One of the strangest anomalies of history is the fate of Israel held in Egyptian slavery. That was something that was not supposed to be! How could it ever have happened?
The Lord told Abraham that his descendants "will be strangers in a land that is not theirs, and will serve them, and they will afflict them four hundred years. ... [And] afterward they shall come out with great possessions" (Gen. 15:13, 14). Yes, they were to be slaves all that time! But was it the Lord's will for them?
The Lord had made those seven glorious New Covenant promises to Abraham (Gen. 12:2, 3), which applied not only to him, but to his descendants after him: "Now to Abraham and his Seed were the promises made. ... The law, which was four hundred and thirty years later, cannot annul the covenant that was confirmed before by God in Christ, that it should make the promise of no effect" (Gal. 3:16, 17). God's promise is always firm and solid!

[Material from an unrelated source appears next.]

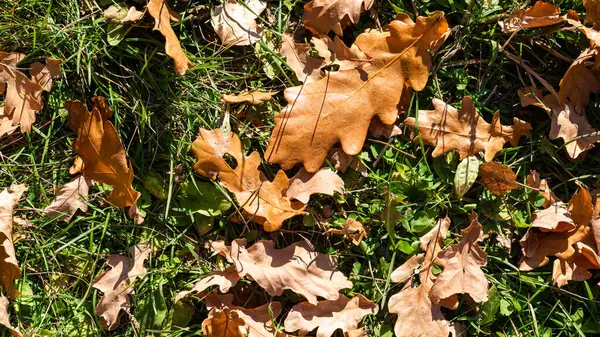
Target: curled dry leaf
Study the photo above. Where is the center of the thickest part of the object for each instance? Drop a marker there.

Why then should Israel be slaves in Egypt? Jeremiah was shown that it should never have been: "Is Israel a servant? Is he a homeborn slave? Why is he plundered?" (Jer. 2:14; the Good News Biblerenders it, "Israel is not a slave, he was not born into slavery"!).
There can be only one answer: Abraham's descendants forgot the New Covenant promises that God had made to their father Abraham. Even the patriarch had trouble believing how good the Good News is when he agreed to take that second wife, Hagar, and thus to doubt and disbelieve the Lord's promises that "in Isaac your seed shall be called"! (Gen. 21:12).
Have you forgotten those promises? Then confess that you are in that distraught father's place when he begged Jesus, "Lord, I believe; help my unbelief" (Mark 9:24). That should have been Israel's prayer all during those 430 years! Let it be ours now.
--Robert J. Wieland
From the "Dial Daily Bread" Archive: July 8, 2006.